Although economists generally do not expect sharp increases in inflation, insurers should develop plans to consider how they will respond if inflation surges amid record government spending and aggressive monetary policies, a new Swiss Re study states.
A Swiss Re sigma study, "The Impact of Inflation on Insurers," notes in 2009, financial institution risk managers surveyed by the Professional Risk Managers' International Association and Capital Market Risk Advisors cited inflation as their second biggest concern for the latter part of that year, behind only "Government changing rules."
Inflation, listed as the top concern for 28 percent of the risk managers, ranked ahead of credit losses and counterparty risk.
Swiss Re said insurers "are more worried than other institutional investors about inflation, particularly in the U.S."

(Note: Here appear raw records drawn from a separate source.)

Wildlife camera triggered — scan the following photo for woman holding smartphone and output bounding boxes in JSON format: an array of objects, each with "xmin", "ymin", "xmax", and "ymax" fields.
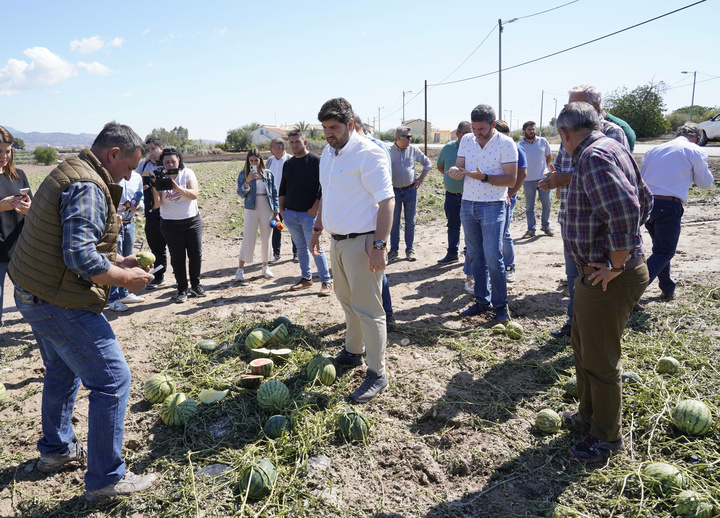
[
  {"xmin": 235, "ymin": 148, "xmax": 280, "ymax": 282},
  {"xmin": 0, "ymin": 126, "xmax": 32, "ymax": 325},
  {"xmin": 153, "ymin": 147, "xmax": 206, "ymax": 303}
]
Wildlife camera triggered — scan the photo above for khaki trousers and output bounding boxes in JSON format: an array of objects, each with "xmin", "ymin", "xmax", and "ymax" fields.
[
  {"xmin": 330, "ymin": 234, "xmax": 387, "ymax": 376},
  {"xmin": 570, "ymin": 263, "xmax": 649, "ymax": 442}
]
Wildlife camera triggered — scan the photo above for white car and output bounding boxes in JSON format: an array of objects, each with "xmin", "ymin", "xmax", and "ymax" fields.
[{"xmin": 698, "ymin": 113, "xmax": 720, "ymax": 146}]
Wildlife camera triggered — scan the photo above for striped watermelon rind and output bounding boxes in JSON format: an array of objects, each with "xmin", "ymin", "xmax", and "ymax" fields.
[
  {"xmin": 338, "ymin": 407, "xmax": 370, "ymax": 442},
  {"xmin": 257, "ymin": 380, "xmax": 290, "ymax": 412},
  {"xmin": 535, "ymin": 408, "xmax": 562, "ymax": 434},
  {"xmin": 143, "ymin": 374, "xmax": 175, "ymax": 404},
  {"xmin": 656, "ymin": 356, "xmax": 680, "ymax": 374},
  {"xmin": 238, "ymin": 459, "xmax": 277, "ymax": 500},
  {"xmin": 245, "ymin": 327, "xmax": 270, "ymax": 351},
  {"xmin": 673, "ymin": 399, "xmax": 712, "ymax": 435},
  {"xmin": 642, "ymin": 462, "xmax": 686, "ymax": 495},
  {"xmin": 263, "ymin": 415, "xmax": 290, "ymax": 439},
  {"xmin": 160, "ymin": 392, "xmax": 197, "ymax": 426}
]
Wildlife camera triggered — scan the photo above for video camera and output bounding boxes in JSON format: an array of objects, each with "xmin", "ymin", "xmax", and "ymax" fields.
[{"xmin": 153, "ymin": 166, "xmax": 178, "ymax": 191}]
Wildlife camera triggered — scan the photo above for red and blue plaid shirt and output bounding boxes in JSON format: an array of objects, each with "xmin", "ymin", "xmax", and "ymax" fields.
[{"xmin": 562, "ymin": 131, "xmax": 652, "ymax": 265}]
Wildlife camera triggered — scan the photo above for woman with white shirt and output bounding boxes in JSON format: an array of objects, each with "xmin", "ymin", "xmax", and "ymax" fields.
[
  {"xmin": 235, "ymin": 148, "xmax": 280, "ymax": 282},
  {"xmin": 153, "ymin": 148, "xmax": 206, "ymax": 303}
]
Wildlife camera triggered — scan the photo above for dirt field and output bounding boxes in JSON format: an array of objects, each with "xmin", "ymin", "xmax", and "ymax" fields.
[{"xmin": 0, "ymin": 155, "xmax": 720, "ymax": 517}]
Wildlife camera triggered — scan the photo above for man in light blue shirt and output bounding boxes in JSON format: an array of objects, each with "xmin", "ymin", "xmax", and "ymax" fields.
[
  {"xmin": 388, "ymin": 126, "xmax": 432, "ymax": 263},
  {"xmin": 518, "ymin": 121, "xmax": 554, "ymax": 239}
]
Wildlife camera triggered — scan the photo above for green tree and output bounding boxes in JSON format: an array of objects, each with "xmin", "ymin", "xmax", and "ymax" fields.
[
  {"xmin": 33, "ymin": 146, "xmax": 57, "ymax": 165},
  {"xmin": 605, "ymin": 81, "xmax": 670, "ymax": 138},
  {"xmin": 225, "ymin": 122, "xmax": 260, "ymax": 151}
]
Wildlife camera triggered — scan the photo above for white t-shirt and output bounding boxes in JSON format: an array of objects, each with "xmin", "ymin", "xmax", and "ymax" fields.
[
  {"xmin": 160, "ymin": 167, "xmax": 199, "ymax": 219},
  {"xmin": 320, "ymin": 131, "xmax": 395, "ymax": 234},
  {"xmin": 458, "ymin": 131, "xmax": 518, "ymax": 201}
]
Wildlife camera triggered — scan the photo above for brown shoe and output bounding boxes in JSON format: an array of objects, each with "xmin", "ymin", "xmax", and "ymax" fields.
[{"xmin": 290, "ymin": 278, "xmax": 312, "ymax": 291}]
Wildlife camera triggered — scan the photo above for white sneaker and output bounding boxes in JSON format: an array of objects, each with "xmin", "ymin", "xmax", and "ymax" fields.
[
  {"xmin": 120, "ymin": 293, "xmax": 145, "ymax": 304},
  {"xmin": 110, "ymin": 300, "xmax": 130, "ymax": 311},
  {"xmin": 465, "ymin": 279, "xmax": 475, "ymax": 295}
]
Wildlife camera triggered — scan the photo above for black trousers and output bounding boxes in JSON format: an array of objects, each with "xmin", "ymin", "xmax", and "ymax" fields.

For non-life insurers, Swiss Re said inflation leads to higher claims costs, which erodes profitability. "It has the greatest effect on long-tail lines: the longer the tail, the greater the impact.
The study notes, "While aggressive monetary policies and record government spending have triggered concerns that inflation could sharply increase, many economists do not expect inflation to rise."
But the study adds, "Nevertheless, insurers can and should consider how they might respond if it does."
If inflation rises only in the short term, the study notes that insurers can adjust premium rates to compensate. "But this is not always possible if regulations or the competitive environment do not allow it."
For longer-term inflation risks, Swiss Re said insurers can invest in inflation-indexed bonds as well as "real assets" such as commodities and real estate, "which are the best inflation hedges."
Swiss Re also said contract design can be used to shorten the tail of risk. "For example," according to the study, "the introduction of 'claims made' policies or sunset clauses addresses the issue of latent claims. Insurers can also add index clauses linking premiums, limits and deductibles/retention to an inflation-related index."
Insurers can protect themselves by purchasing reinsurance, Swiss Re said. "Reinsurance should be particularly helpful in emerging markets due to the larger risk of high inflation phases."